In calling on Iran to respect the integrity of all
states and to return to full compliance with its IAEA obligations the
WCC is mindful that other states are also in serious violation of their
non-proliferation and nuclear disarmament obligations. The five nuclear
weapons state (NWS) signatories to the NPT have not implemented the 13
practical disarmament steps agreed to at the 2000 NPT review conference,
especially their "unequivocal undertaking
to accomplish the total
elimination of their nuclear arsenals leading to nuclear disarmament to
which all States parties are committed under Article VI." India, Israel
and Pakistan have remained outside the Treaty and the Democratic
People's Republic of Korea has withdrawn.

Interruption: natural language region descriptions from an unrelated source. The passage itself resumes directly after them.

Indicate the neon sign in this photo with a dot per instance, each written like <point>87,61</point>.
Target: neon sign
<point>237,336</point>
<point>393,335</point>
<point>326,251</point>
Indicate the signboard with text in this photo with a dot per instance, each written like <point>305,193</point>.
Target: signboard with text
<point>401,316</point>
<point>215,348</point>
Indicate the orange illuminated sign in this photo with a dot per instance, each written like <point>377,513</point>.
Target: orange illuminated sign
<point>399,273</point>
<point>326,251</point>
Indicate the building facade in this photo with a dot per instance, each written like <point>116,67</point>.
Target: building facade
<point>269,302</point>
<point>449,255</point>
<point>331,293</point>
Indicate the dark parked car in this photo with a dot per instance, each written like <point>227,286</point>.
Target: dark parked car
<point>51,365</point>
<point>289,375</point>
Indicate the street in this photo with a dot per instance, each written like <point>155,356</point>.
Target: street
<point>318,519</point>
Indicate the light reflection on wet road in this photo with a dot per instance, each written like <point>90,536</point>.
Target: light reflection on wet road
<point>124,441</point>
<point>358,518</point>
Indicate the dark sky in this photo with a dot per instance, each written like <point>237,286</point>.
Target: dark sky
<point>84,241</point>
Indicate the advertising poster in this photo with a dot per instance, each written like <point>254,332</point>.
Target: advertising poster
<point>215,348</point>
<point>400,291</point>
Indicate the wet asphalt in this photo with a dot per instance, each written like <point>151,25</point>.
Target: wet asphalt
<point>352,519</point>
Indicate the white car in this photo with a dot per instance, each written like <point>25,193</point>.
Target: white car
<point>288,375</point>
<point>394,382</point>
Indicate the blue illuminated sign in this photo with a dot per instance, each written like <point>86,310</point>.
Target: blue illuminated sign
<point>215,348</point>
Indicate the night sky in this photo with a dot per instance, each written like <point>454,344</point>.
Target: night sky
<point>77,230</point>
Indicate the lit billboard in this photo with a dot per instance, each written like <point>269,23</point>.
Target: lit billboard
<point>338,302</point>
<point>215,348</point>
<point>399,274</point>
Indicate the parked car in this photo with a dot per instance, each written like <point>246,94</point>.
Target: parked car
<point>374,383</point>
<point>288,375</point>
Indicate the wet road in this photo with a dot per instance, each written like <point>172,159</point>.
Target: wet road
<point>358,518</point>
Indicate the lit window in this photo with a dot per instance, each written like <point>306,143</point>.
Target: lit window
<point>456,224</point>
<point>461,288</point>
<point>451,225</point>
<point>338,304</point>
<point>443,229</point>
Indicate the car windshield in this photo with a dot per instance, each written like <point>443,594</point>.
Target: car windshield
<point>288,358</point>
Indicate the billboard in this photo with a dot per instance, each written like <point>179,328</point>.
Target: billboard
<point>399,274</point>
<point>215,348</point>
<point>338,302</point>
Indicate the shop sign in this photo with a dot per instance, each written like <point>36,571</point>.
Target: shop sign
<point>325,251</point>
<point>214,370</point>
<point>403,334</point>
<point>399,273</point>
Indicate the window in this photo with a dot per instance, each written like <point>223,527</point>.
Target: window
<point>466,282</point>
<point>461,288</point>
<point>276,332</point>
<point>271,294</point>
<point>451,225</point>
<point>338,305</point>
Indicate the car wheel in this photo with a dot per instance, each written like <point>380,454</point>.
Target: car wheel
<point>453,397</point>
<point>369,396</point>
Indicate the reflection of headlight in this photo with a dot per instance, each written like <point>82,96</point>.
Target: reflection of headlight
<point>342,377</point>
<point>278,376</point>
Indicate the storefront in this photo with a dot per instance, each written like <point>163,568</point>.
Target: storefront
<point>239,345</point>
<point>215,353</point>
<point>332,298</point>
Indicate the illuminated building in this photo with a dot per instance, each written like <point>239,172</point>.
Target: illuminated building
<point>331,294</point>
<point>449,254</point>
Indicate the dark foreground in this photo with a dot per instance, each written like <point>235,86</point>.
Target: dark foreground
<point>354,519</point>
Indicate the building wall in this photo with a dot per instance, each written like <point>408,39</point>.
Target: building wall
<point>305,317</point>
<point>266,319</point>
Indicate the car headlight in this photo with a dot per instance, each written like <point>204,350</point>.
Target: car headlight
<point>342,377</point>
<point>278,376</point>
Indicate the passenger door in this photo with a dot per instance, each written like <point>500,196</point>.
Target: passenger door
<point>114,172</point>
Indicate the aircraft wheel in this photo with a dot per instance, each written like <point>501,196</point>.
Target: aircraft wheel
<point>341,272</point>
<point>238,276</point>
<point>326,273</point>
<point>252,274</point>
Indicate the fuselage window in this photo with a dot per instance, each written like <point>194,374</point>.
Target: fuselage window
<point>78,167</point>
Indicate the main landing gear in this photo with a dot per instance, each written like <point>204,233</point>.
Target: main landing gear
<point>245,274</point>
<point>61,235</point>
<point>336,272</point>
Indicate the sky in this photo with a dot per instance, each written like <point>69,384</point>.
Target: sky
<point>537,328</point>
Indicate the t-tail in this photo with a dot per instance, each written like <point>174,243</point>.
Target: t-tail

The Executive Committee of the World Council of Churches, meeting in Bossey, Switzerland, 16-19 May 2006:
- Urges the Government of Iran to fully comply and cooperate with IAEA and Security Council directives and requests.
- Welcomes Iran's consistent disavowal of any intention to weaponize its nuclear capacity and we call on it to take all the steps and measures necessary to assure the international community of Iran's verifiable compliance with that pledge.
- Appeals to the United States to reconfirm its full adherence to its 1995 pledge, confirmed by Security Council Resolution 984, never to use or threaten to use nuclear weapons against any non-nuclear weapon state signatory to the NPT, according to the explicit terms of that pledge.
- Requests the international community, and in particular the members of the UN Security Council, to solve the controversy around Iran's nuclear program through multilateral diplomatic means, including by strengthening the IAEA capacity for inspections.
- Reiterates our call on the five nuclear weapons state (NWS) signatories to the NPT to accelerate their efforts toward verifiable and irreversible reductions and ultimate elimination of their nuclear arsenals as required under Article VI of the Treaty, to refrain from all research and experimentation related to the development of new nuclear weapons.
- Calls on the three states still outside the NPT, India, Israel, and Pakistan, to heed the repeated calls of the international community that each join the Nuclear Non-Proliferation Treaty (NPT) as a non-nuclear weapon state, as the 2005 resolution of the UN General Assembly emphasized (A/C.1/60/L.4), "promptly and without condition." We further call on the Democratic People's Republic of Korea to rejoin the Treaty as a verifiable non-nuclear weapons state.